El obispo de Astorga, durante una comparecencia sobre los casos de abuso sexual en la Diócesis. /César Sánchez
El obispo de Astorga, durante una comparecencia sobre los casos de abuso sexual en la Diócesis. / César Sánchez

El documento, que ya se ha repartido entre sacerdotes, catequistas, profesores y colaboradores parroquiales, recoge la prevención, detección, denuncia y actuación ante este tipo de delito, tras los casos de los párrocos Ramós Gordón y Sánchez Cao

A.CUBILLAS
A.CUBILLASAstorga

En 2014, Francisco Javier Redondo destapó el error silenciado durante años en la Iglesia leonesa. Los abusos continuados que sufrió junto a su hermano en el Seminario Menor de La Bañeza.
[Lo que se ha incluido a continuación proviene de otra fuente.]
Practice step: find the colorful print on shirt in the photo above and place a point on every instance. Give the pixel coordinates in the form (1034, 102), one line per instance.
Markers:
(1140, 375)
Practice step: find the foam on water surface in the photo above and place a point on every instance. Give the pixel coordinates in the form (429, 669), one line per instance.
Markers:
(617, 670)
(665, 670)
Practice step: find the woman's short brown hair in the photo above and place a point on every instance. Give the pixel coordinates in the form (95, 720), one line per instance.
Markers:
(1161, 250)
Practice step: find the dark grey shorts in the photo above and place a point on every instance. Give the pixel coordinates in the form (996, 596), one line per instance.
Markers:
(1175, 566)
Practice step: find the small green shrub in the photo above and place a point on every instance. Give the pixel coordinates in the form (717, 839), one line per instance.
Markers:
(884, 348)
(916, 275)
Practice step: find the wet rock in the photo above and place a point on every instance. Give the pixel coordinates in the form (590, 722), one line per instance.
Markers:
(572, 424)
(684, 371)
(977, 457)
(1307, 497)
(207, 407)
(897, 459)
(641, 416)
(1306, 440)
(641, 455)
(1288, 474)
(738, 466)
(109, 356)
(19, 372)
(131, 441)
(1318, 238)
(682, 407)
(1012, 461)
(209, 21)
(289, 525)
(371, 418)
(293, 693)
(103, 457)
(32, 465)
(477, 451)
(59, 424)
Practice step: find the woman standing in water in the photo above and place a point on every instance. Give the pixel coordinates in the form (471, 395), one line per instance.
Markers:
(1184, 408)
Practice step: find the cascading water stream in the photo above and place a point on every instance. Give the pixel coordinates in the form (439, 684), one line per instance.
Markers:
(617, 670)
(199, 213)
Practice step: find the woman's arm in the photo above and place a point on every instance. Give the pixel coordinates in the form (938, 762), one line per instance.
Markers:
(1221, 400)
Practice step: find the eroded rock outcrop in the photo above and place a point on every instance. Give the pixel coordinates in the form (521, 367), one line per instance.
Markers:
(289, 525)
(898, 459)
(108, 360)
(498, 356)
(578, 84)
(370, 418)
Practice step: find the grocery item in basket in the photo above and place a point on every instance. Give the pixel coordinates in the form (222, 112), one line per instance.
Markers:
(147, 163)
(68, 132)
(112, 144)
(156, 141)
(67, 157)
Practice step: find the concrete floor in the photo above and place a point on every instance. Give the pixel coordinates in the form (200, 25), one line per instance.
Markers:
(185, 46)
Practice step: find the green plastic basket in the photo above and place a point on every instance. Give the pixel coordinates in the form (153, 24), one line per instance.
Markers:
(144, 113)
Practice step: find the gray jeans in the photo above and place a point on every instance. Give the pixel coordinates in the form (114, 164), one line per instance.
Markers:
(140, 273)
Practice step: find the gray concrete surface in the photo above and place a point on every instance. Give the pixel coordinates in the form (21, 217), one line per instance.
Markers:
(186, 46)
Detrás de ellos, el sacerdote leonés Juan Manuel Ramos Gordón, hoy cumpliendo la pena de diez años de expulsión y reclusión en un convento por una segunda denuncia, en este caso, en un colegio en la localidad zamorana de Puebla de Sanabria.

Su caso no fue aislado. El también leonés Ángel Sánchez Cao, hoy sacerdote del Barco de Valdeorras, está siendo objeto de investigación por posibles abusos a menores también en el Seminario de La Bañeza donde, según algunos relatos, los niños vivieron un auténtico infierno.

En cualquier caso, hasta ahora son los dos únicos nombre que han salido a la luz pero ambos han 'avergonzado' a la Diócesis de Astorga. Tras conocer las denuncias y en paralelo al resultado de la investigación, anunció la elaboración de un protocolo de actuación con menores y de prevención dirigidos a todos los agentes pastorales diocesanos.

Prevenir, detectar, actuar y denunciar

Un medida que la Diócesis de Astorga ya ha activado y que, en palabras de su obispo Juan Antonio Menéndez, busca evitar que se pueda repetir cualquier caso de abusos así como erradicar cualquier atisbo de comportamiento en esa línea.

Un protocolo que va en sintonía, según apuntan desde la Diócesis, a la voluntad del Papa Francisco y conforme a la normativa establecida en el código canónico ante las denuncias por casos de abuso sexual a menores.

Se trata de una 'hoja de ruta', que se ha inspirado en otros protocolos del Estado así como de la Iglesia en España, en el que además se buscar la prevención detalla cómo detectar, denunciar y actuar ante este tipo de delitos.

El documento, que desde la Dióciesis prefieren no desvelar su contenido, ya se ha repartido entre todas las parroquias así como en los colegios diocesanos, haciéndoles entrega a sacerdotes, profesores, catequistas y colaboradores parroquiales.

En su día además el obispo anunció la firma de un documento 'antipederastia' y que incluye la obligación de aplicar un conjunto de medidas de estricta disciplina para controlar todo lo que sucede en aquellas estancias educativas.